Wednesday, May 01, 2024

 

Wales First Minister in India dash to urge steel jobs rethink

Welsh Secretary accused of being ‘uninterested’ in Port Talbot job losses as MPs clash over steel transition plan 

Wales’s First Minister will visit India to urge Tata Steel to “look again” at its plans to shut blast furnaces which could cost thousands of jobs.

Vaughan Gething, leader of the Welsh Labour Government, said he plans to visit Mumbai in a last-ditch attempt to get the company to reconsider the future of steel production in Wales.

Tata Steel said last week it will shut its furnaces in South Wales after rejecting a last-minute union plea to change its plans.

The union plan involves keeping one blast furnace running at the Port Talbot plant while it transitions to greener steel production.

As many as 2,800 jobs face the axe across Tata’s UK operations, most at Port Talbot, the UK’s biggest steel plant.

Speaking in the Welsh Assembly, Mr Gething said he will press the case again “that we have continued to make and will continue to make for there to be no hard compulsory redundancies”.

He said he would ask Tata to “look again at the opportunities for steel within Wales and Britain, and what it will mean not just for our renewable future but the general future of our economy”.

Tata plans a £1.25bn investment in an electric arc furnace on the Port Talbot site and will close the two blast furnaces by the end of June and end of September respectively.

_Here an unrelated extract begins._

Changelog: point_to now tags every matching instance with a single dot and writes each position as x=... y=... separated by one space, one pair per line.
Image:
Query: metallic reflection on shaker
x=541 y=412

Tata insists it will be the biggest investment in the UK steel industry for decades, safeguarding the industry and preserving 5,000 jobs.

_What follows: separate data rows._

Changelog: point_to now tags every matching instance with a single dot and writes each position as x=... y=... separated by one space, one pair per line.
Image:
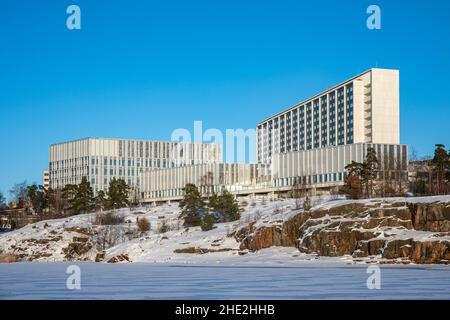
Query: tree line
x=72 y=199
x=372 y=177
x=196 y=211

Jeremy Miles, the Welsh Cabinet Secretary for Economy and Energy, said it was “extremely disappointing” Tata had not taken up proposals for a transition to lower-carbon steelmaking. Tata says the union plan would have incurred at least £1.6bn of additional costs.

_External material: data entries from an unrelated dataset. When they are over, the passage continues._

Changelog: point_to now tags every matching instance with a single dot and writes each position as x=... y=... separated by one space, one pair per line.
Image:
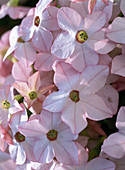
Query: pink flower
x=8 y=105
x=95 y=164
x=118 y=65
x=81 y=8
x=92 y=3
x=77 y=97
x=32 y=90
x=36 y=26
x=6 y=161
x=15 y=12
x=114 y=145
x=83 y=38
x=21 y=72
x=53 y=138
x=4 y=138
x=23 y=50
x=22 y=146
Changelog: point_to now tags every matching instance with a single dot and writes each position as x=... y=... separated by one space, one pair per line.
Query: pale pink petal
x=116 y=31
x=95 y=108
x=83 y=56
x=34 y=81
x=114 y=145
x=94 y=22
x=69 y=19
x=63 y=46
x=110 y=97
x=68 y=150
x=64 y=131
x=105 y=60
x=81 y=8
x=122 y=6
x=118 y=65
x=14 y=34
x=17 y=12
x=44 y=61
x=65 y=76
x=4 y=156
x=22 y=88
x=73 y=116
x=33 y=128
x=42 y=39
x=20 y=72
x=25 y=53
x=100 y=164
x=17 y=154
x=9 y=51
x=49 y=20
x=92 y=81
x=41 y=5
x=27 y=27
x=55 y=101
x=3 y=11
x=100 y=43
x=120 y=123
x=43 y=151
x=91 y=5
x=46 y=118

The First Minister’s trip announcement came after David T C Davies, the Westminster Welsh Secretary, was accused of being “uninterested” in Port Talbot’s steelworks and “casually discarding” thousands of jobs.

The Labour MP Sir Chris Bryant criticised the Secretary of State for failing to assess the economic impact of the 2,800 expected job losses.

The Plaid Cymru MP Liz Saville Roberts said: “In the Netherlands political pressure resulted in Tata investing in an electric arc furnace and direct produced iron technology, all the while protecting jobs.”

“The German government is spending £2.2bn – over four times more than the UK – to transform its steel industry towards hydrogen. Why is the UK so uniquely incapable of effective investment in our strategic steel future?”

Mr Davies replied: “There is, however, nothing whatsoever to stop Tata at some point in the future, from building a DRI (direct reduced iron) plant, to go along with the electric arc furnace if they believe that is a commercially sensible thing to do.

“But even if they do that, it is not really going to resolve the problem that we face, of 2,800 jobs being lost in Port Talbot – at best it would save another 200 jobs.”